REVIEW: IMPROMPTU SCRIBE

Impromptu Scribe
Alex Morritt
127 pages, $0.99

This collection of short stories by British author Alex Morritt offers a smorgasbord of delights.

Whistling through each of the thirty or so short stories is the ghost of the author, not mentioned in the text, but present in the viewpoint, the gaze, the objects and people noticed and ignored in each story. I found myself seeing past the characters on the page and wondering about their creator, about this man, a well-traveled wanderer, lonely perhaps, when he finds himself between romantic interludes, with an eye for the elegant, the well-turned out, who notices the magnificent facades of the buildings in the affluent parts of town, the dust in the rural market, the asymmetry in the hang of a perfect rocker’s smoking jacket hidden away in a thrift store.

The stories carry the reader through a dizzying array of locations and characters. Paris in Le Marais, Italy, a courtroom in Hollywood, a fancy restaurant, a rural English village, Milan, a prison cell, a war zone, a Guatemalan marketplace, a truck full of hopeful undocumented immigrants, Mexico City in the nicer parts. The characters are compassionately sketched, even the bad ones. These pages contain the child molester, the ladies’ man in various forms, snappy dressers, a peasant boy, a dishonored daughter killed by her father, a terrorist, an old British veteran visiting the poppy-filled fields of Amiens for the last time, a terminally ill base jumper, a vengeful babysitter, a pair of lovers feasting before the feast, a dog with a discriminating nose and a foot fetish …

The stories are mostly told from a decidedly male viewpoint, an honest and open one, delivered with a sheepish shrug for any sins and a sense that any female outrage is expected and already factored in and accepted as one accepts with stoic calm both sunshine and storm as Heaven shall find it meet to dispense one or the other.
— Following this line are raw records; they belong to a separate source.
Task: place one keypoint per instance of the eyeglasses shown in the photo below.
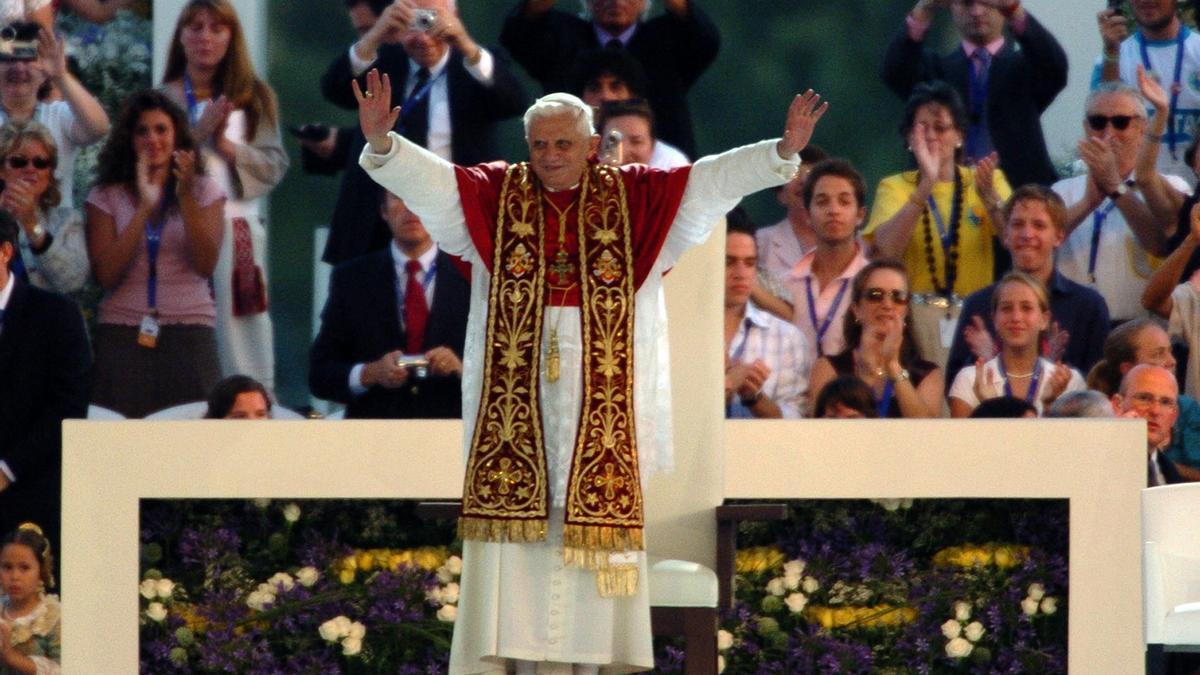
(1145, 400)
(877, 294)
(21, 161)
(1120, 123)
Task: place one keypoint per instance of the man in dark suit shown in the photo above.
(373, 320)
(1007, 84)
(673, 49)
(453, 90)
(45, 368)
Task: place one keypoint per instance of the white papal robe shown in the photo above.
(517, 601)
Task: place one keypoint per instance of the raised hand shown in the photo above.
(802, 118)
(377, 115)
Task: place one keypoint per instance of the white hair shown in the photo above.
(555, 105)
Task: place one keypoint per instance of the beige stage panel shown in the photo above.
(1098, 465)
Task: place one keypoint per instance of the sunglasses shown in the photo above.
(1120, 123)
(877, 294)
(19, 161)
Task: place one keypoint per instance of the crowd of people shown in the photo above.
(973, 282)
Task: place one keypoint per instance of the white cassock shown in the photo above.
(517, 601)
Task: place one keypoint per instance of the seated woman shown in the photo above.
(53, 250)
(29, 617)
(154, 232)
(880, 348)
(1020, 311)
(942, 219)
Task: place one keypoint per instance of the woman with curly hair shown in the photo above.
(235, 121)
(154, 232)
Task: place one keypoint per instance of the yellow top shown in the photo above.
(976, 232)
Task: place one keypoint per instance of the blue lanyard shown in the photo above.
(1097, 226)
(1175, 83)
(1031, 395)
(885, 405)
(154, 240)
(823, 327)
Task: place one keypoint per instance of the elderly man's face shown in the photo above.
(1155, 15)
(1152, 394)
(616, 16)
(977, 22)
(558, 150)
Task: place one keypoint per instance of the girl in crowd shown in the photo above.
(235, 121)
(154, 232)
(880, 348)
(1020, 311)
(29, 619)
(53, 251)
(941, 219)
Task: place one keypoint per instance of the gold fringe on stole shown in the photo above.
(493, 530)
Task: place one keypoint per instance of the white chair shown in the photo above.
(1170, 526)
(103, 414)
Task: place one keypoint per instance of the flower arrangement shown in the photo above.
(262, 587)
(899, 586)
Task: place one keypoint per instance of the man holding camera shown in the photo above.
(1007, 84)
(1170, 53)
(393, 330)
(453, 90)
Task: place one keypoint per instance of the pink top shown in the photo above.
(184, 296)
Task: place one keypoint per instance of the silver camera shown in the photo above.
(418, 364)
(424, 21)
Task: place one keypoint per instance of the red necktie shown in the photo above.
(417, 311)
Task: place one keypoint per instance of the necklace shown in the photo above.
(562, 266)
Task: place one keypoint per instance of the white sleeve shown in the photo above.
(717, 184)
(427, 185)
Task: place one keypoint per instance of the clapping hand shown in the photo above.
(802, 118)
(377, 115)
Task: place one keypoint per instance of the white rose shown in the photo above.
(958, 647)
(156, 611)
(963, 610)
(775, 586)
(307, 577)
(292, 512)
(281, 579)
(796, 602)
(1049, 604)
(793, 567)
(329, 631)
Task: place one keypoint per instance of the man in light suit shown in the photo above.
(453, 90)
(45, 368)
(367, 328)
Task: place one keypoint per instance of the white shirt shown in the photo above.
(439, 136)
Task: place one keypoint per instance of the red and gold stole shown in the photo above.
(505, 496)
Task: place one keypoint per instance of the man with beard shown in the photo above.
(1167, 49)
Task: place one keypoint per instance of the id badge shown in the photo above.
(946, 326)
(148, 334)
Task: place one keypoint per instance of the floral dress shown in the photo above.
(36, 634)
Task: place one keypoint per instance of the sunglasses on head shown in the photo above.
(21, 161)
(877, 294)
(1098, 123)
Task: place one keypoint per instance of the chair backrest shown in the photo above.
(1170, 517)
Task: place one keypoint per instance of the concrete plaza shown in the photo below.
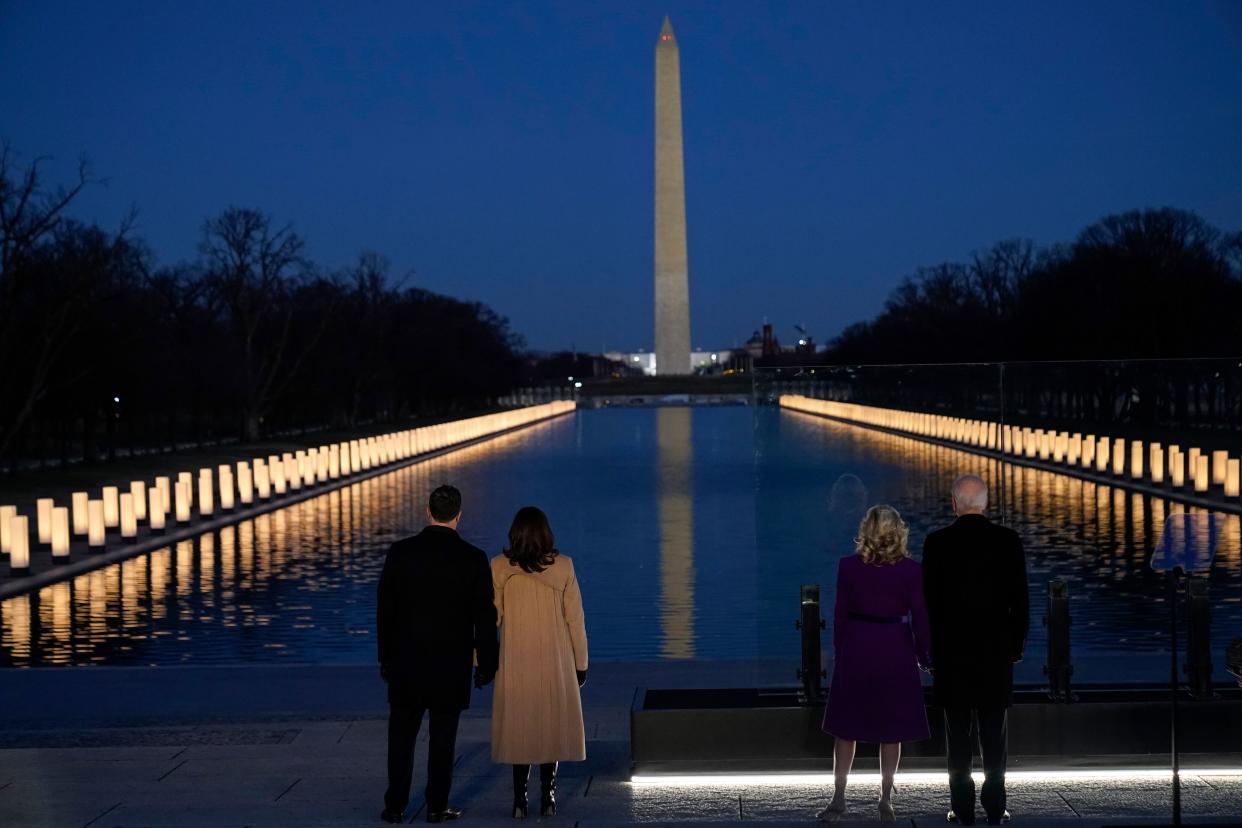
(268, 745)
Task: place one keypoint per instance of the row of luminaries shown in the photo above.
(1192, 468)
(116, 513)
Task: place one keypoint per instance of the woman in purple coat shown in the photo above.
(881, 639)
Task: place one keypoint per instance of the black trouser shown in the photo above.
(992, 728)
(404, 725)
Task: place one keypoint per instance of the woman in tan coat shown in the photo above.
(537, 711)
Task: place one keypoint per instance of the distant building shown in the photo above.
(716, 361)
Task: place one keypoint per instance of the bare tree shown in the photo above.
(251, 273)
(30, 215)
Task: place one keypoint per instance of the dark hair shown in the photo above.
(532, 545)
(445, 503)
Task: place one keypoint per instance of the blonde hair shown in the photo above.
(882, 536)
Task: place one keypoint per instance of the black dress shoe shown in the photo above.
(447, 814)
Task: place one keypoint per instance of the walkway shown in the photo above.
(304, 746)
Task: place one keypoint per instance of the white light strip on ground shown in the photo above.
(917, 777)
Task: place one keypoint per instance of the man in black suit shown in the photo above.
(435, 613)
(974, 581)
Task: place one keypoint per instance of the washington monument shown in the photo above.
(672, 271)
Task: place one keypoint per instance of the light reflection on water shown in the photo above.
(691, 529)
(1094, 536)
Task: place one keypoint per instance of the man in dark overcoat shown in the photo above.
(435, 616)
(974, 580)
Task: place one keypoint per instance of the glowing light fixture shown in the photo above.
(1220, 467)
(165, 490)
(158, 510)
(206, 493)
(1089, 777)
(111, 507)
(96, 528)
(138, 488)
(44, 519)
(78, 499)
(245, 483)
(128, 518)
(227, 490)
(6, 514)
(60, 534)
(181, 502)
(262, 479)
(19, 545)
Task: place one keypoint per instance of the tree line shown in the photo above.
(1143, 284)
(104, 346)
(1077, 327)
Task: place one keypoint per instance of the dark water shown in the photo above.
(691, 529)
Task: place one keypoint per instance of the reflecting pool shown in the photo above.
(692, 530)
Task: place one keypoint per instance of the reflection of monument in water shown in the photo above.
(675, 504)
(672, 271)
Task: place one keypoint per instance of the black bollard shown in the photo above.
(810, 622)
(1199, 638)
(1058, 667)
(1233, 659)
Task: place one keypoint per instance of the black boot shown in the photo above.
(548, 790)
(521, 777)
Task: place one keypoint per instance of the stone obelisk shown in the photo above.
(672, 271)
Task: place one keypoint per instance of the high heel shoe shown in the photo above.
(521, 781)
(832, 813)
(548, 790)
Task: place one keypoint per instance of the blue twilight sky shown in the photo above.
(503, 150)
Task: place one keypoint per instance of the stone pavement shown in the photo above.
(261, 746)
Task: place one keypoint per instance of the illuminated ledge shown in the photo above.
(729, 731)
(923, 777)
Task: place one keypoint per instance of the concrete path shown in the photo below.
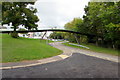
(70, 50)
(67, 52)
(80, 64)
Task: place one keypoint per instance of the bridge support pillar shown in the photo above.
(76, 38)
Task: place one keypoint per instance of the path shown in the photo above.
(78, 65)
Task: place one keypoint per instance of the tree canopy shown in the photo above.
(19, 13)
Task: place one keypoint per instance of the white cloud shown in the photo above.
(58, 12)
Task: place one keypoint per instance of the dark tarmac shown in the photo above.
(76, 66)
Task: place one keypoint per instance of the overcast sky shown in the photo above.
(56, 13)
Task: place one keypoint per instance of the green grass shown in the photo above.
(96, 49)
(14, 50)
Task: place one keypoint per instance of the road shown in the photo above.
(76, 66)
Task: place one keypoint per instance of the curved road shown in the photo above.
(76, 66)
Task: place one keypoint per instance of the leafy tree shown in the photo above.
(18, 13)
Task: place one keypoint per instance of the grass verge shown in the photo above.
(19, 49)
(96, 49)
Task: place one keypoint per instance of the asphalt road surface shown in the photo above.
(76, 66)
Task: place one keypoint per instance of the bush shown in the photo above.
(14, 35)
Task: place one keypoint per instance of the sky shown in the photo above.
(56, 13)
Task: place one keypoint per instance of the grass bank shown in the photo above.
(96, 49)
(21, 49)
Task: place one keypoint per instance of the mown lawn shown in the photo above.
(21, 49)
(96, 49)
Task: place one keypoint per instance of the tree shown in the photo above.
(18, 13)
(102, 18)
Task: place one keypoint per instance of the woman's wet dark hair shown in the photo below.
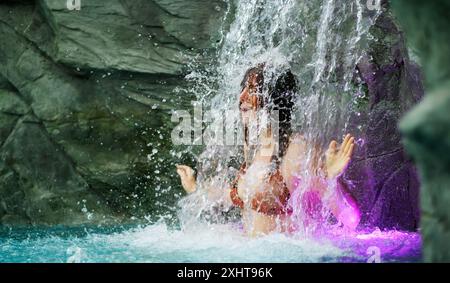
(259, 71)
(281, 97)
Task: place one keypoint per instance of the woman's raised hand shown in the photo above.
(187, 178)
(338, 158)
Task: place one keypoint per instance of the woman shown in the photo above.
(269, 177)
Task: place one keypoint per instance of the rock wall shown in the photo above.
(426, 129)
(383, 177)
(85, 97)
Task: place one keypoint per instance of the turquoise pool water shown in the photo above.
(209, 243)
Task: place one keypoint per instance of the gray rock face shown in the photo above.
(85, 96)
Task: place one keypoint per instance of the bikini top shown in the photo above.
(272, 202)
The author writes of the transgressions of men, men who are cads, unfaithful men, preying men, men who pray for the empty seat by the pretty girl, men who listen not well to their wives’ instructions, men who like their lady doctors and long for the visits of their nurses, men in love with their cars, men who long for a just-so artisan poncho, men who long for their dead wives, men robbed by thieves and by time, men abandoned by neglected wives, men with guns, men in disguise.

Some favorites from this box of chocolates: “Hubert and Hector,” “Words in the Wind,” “A Silver Lining,” “Poncho Man.”

The editing and formatting are clean and tidy, unmarred by errors, and the writing is poetically beautiful at times. I am not a reader of short fiction—my taste runs more to the epic—but I can well imagine a dozen or more of his vividly drawn characters taking flight and headlining novels of their own should the fancy ever take them. Perhaps this talented traveling writer will tarry somewhere a little longer someday, and stretch out a short story into a longer one, even a novel, perhaps of experimental format where his characters meander in and out of each other’s lives. I am certain this traveler with so keen an eye could construct a worthy journey through a longer story for his readers should he ever choose to do so.

As for those reviewers who carp that he has bundled up his writing group stories and made a book of them, I can only reply that they should go forth and do the same if they have even a handful of stories as fine as the best of these. Would you not buy a man a cup of coffee in thanks if he told you a charming tale and made you laugh?